Q4 Quarterly Report Trends:
Young consumers today—both Millennials and Gen Z—have a reputation for being completely brand disloyal. But how much truth is there to the declarations that loyalty is dead among the next generations? We found that almost eight in ten 13-34-year-olds consider themselves loyal to one or more brands, and explored what that loyalty looks like—from the categories in which they feel brand names matter to what would make them switch brands, and more. It turns out young consumers today are loyal-ish: they’ll stick to brands, but you have to do just the right things to keep them coming back, and some are more loyal than others. Our deep dive includes a profile of four different young consumer groups divided by their level of loyalty to help brands target the right consumers.
The Post-TV Gen
Eight in 10 consumers ages 13-34 predict that digital services will eventually replace cable and satellite programming. So, is TV as we know it dead? Not yet, but it’s no longer the main source of entertainment for today’s young consumers—we’re reaching the point of the Post-TV Gen. TV screens are considered a nice-to-have for live entertainment by today’s young consumers, who more readily access quality video content on mobile. YouTube is becoming their new Hollywood. Branded series on Snapchat are less likely to be skipped. Six in 10 young consumers say, “I don't know what I would do without streaming services” like Netflix, which now captures more teen and Millennial audience power than cable services. Influences like the high cost of cable, advertisement avoidance, and the end of appointment viewing are just some of what we explore in a look at their post-TV behaviors and preferences.
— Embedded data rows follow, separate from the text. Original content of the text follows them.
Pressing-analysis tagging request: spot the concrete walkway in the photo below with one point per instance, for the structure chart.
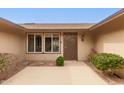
(71, 73)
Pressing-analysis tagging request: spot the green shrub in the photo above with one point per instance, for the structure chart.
(3, 62)
(107, 61)
(60, 61)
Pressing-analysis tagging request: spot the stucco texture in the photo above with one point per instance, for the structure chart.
(110, 37)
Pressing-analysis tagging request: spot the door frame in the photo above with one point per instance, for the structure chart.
(76, 45)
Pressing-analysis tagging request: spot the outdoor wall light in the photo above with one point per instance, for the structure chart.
(82, 37)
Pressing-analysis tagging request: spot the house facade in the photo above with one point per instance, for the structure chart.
(73, 41)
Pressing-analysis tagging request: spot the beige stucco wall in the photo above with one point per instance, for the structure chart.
(110, 37)
(12, 42)
(84, 48)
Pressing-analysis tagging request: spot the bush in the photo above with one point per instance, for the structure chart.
(107, 61)
(60, 61)
(3, 62)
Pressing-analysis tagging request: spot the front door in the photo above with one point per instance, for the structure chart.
(70, 46)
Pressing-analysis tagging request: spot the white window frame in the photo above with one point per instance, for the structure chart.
(34, 42)
(52, 43)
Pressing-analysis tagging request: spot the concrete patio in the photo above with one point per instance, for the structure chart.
(72, 73)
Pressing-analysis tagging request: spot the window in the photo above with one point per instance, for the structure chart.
(52, 42)
(35, 43)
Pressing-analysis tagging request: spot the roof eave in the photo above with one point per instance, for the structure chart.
(108, 19)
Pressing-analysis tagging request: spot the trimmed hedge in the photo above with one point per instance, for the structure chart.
(60, 61)
(107, 61)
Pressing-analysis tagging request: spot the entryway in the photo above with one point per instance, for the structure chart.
(70, 46)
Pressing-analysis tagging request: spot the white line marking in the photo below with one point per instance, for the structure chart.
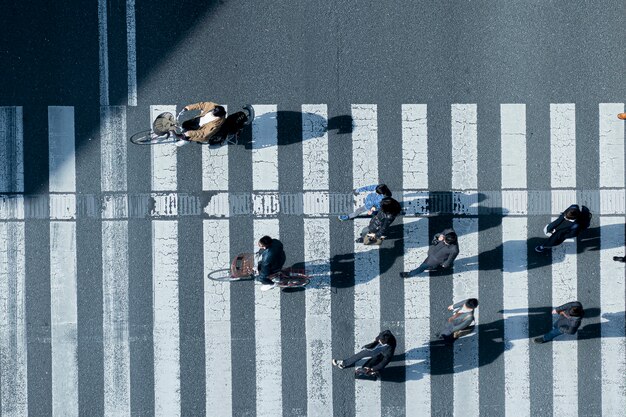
(415, 145)
(103, 52)
(318, 313)
(611, 133)
(417, 320)
(364, 145)
(464, 146)
(132, 52)
(513, 138)
(269, 398)
(563, 145)
(564, 347)
(366, 317)
(13, 346)
(264, 147)
(515, 301)
(63, 319)
(466, 374)
(219, 401)
(612, 341)
(166, 321)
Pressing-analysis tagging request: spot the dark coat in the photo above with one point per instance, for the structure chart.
(383, 357)
(441, 254)
(568, 324)
(272, 259)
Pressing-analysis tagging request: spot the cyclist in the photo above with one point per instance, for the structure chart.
(272, 260)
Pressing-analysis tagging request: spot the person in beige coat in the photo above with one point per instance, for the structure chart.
(206, 125)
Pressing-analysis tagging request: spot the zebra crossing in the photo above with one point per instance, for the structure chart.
(192, 346)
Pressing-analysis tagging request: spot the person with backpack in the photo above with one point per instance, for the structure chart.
(569, 224)
(372, 201)
(379, 352)
(379, 224)
(443, 250)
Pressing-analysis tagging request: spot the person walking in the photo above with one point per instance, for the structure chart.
(272, 260)
(372, 201)
(570, 316)
(442, 252)
(569, 224)
(462, 318)
(375, 231)
(379, 352)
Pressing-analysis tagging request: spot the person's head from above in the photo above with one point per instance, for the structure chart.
(572, 213)
(390, 206)
(383, 190)
(450, 238)
(219, 111)
(265, 242)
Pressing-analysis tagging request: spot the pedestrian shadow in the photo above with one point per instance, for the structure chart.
(292, 128)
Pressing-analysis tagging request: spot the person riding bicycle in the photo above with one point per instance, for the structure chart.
(272, 260)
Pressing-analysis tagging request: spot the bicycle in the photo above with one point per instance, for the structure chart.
(242, 268)
(236, 122)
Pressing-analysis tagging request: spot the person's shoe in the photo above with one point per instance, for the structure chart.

Today’s teens are just not the same as teens ten years ago. While Millennials were raised during a boom, these young consumers grew up during tougher economic times—six in ten don’t remember a time before the recession. They’re being raised by Xers, with social media as their norm and in many cases, mobile devices as their first screens. As a result, they’re making different choices, and valuing different things, than the generation that came before them. We’re putting the spotlight on our stats on 13-17-year-olds from shopping to social platforms, to give a snapshot of teens’ beliefs and behaviors this moment.